A Nightmare on Elm Street 3: Dream Warriors (1987, dir. Chuck Russell) / A Nightmare on Elm Street 4: The Dream Master (1988, dir. Renny Harlin)
Many consider Dream Warriors (with Dokken soundtrack, naturally) to be the high point of the non-Wes Craven Nightmare films. As great as it is, and it is "great" actually, I have a very slight preference to the fourth in the series, The Dream Master. Each has one of the all time best Elm Street deaths (the strings and the waterbed death respectively), but where I give The Dream Master the edge is in the scene in which Freddy Krueger, who had definitely began is permanent change into stand-up act rather than scaremonger by this stage) puts its two leads in a never-ending loop as they try to rescue their friend from her own cockroach-infested nightmare. It's some wonderfully inventive stuff at work there, which why I've ranked them so high.
6. Friday the 13th Part III (1982, dir. Steve Miner)
My favourite of the entire franchise is number 3. Yes, it's in ridiculous and crummy 3D, but therein likes a lot of the film's retro charm. It also has a disco soundtrack, a biker gang and every single character cliche you could ever hope to find! That's what makes Part III so good. It's pure, cheap, unadulterated fun and even if it has a scene in which a character drops a yo-yo into the laps of audiences, it also has a scene in which a character's face is squashed and the eyes come flying out at the viewers. This is very amazing. Perhaps I enjoy it too much from a so-bad-it's-good level (you can see the strings attached to the arrow as it flies towards you), but that's as valid an excuse for loving a movie as any other.
5. / 4.
Halloween 4: The Return of Michael Myers (1988, dir. Dwight H. Little) / Halloween: H20 (1998, dir. Steve Miner)

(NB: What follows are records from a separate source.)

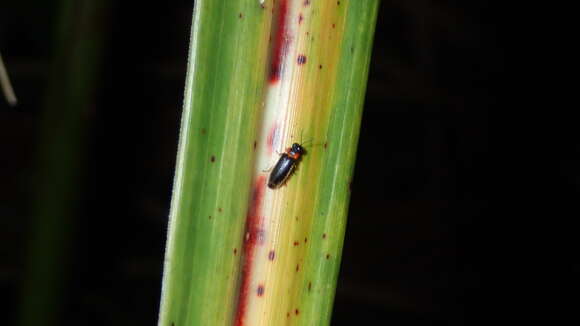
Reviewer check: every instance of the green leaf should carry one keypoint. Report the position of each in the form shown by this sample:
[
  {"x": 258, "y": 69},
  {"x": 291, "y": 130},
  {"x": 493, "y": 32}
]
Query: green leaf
[{"x": 261, "y": 77}]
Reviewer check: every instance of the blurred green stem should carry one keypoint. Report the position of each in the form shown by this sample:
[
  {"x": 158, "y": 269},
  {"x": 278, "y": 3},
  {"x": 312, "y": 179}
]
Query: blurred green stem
[{"x": 78, "y": 42}]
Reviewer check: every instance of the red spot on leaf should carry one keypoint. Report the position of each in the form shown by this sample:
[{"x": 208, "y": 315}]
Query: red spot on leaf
[
  {"x": 260, "y": 290},
  {"x": 301, "y": 59},
  {"x": 281, "y": 42},
  {"x": 271, "y": 136},
  {"x": 253, "y": 227}
]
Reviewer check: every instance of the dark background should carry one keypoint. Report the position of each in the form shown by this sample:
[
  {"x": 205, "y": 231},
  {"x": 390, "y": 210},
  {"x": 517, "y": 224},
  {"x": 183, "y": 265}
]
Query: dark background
[{"x": 415, "y": 248}]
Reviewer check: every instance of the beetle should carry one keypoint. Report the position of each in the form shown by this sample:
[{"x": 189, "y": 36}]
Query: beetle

To be perfectly honest with you, I could easily see the order of these two titles swapping and I wouldn't care in the slightest. Both are of very fine quality, with The Return of Michael Myers have a very polished, cinematic quality to it that had been missing in the franchise since John Carpenter's original. H20 holds more sentimental value to me since it came out right as I was getting into scary films (thanks to Scream, naturally) and I do still get a bit of a thrill out of seeing Jamie Lee Curtis return to the horror genre. And, hello, Steve Miner, aka director of Friday the 13th Part 3D!
3. Halloween (1978, dir. John Carpenter)
Everybody knows how influential it was, but do people remember how good it actually is? Just watch it again and be amazed by the command of cinema John Carpenter had, the way that even on such a minuscule budget he was able to craft something of such pure cinema. That it was and still is terribly scary is another testament to the skill on display. Yes, it originated many of the cliches that made a lot of the films in the earlier part of this list so bad, but when they're done this well that do not age.

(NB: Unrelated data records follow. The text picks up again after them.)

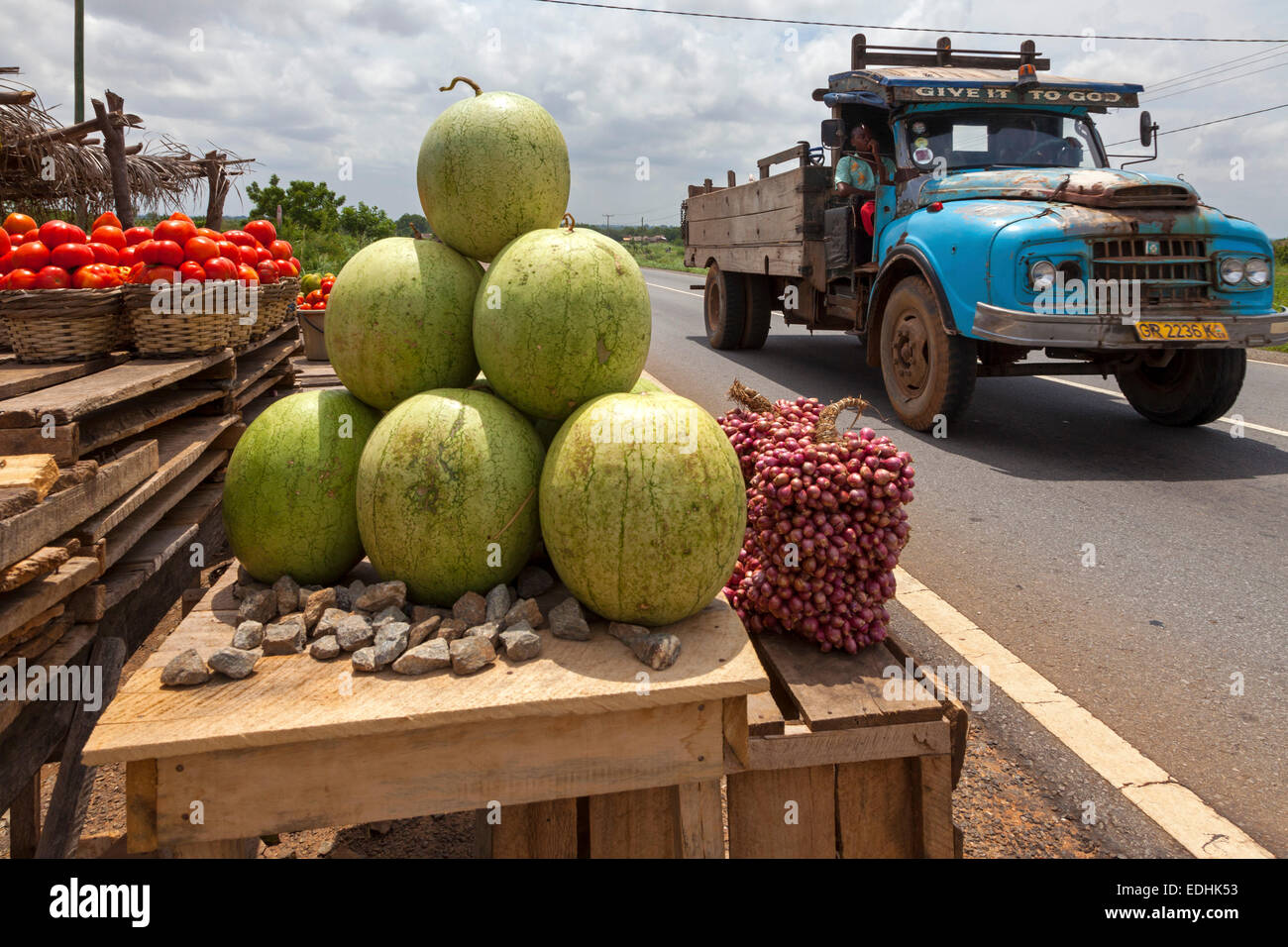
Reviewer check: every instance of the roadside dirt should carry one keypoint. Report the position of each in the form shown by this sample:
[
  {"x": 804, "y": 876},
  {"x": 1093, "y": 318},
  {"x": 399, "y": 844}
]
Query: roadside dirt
[{"x": 1004, "y": 810}]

2. A Nightmare on Elm Street (1984, dir. Wes Craven)
The trailer claimed Wes Craven's A Nightmare on Elm Street was a "new masterpiece in fantasy terror" and it remains one to this very day. So much inventiveness on screen, so much tension and so many frights. It really puts modern day horror movies to shame and when compared to the 2010 remake? Well, what's the point? Who can forget the first time they ever saw Freddy Krueger's arms extend in the alley? Or the bed gushing blood? Or those three creepy girls playing jump rope? It's a classic.
Of course, typical Wes Craven. He had to go and trump his own movie, didn't he?
1. Wes Craven's New Nightmare (1994, dir. Wes Craven)
Nearly ten years to the day since his original film premiered, Wes Craven's New Nightmare was released to general yawns from audiences, mild enthusiasm by critics and general hysteria from die hard fans. Someone once described it as "the 8½ of horror movies" and I can't deny that, but New Nightmare is more than just a highfalutin take on the franchise, it's an incredibly suspenseful, wickedly inventive and visually spectacular film in its own right. That there's enjoyment to be had in ethical dilemmas like "do I let Robert Englund babysit my child" adds to the film and the way Wes Craven twists, weaves and entangles so many different threads throughout the film makes it a film that grows richer on repeat viewings.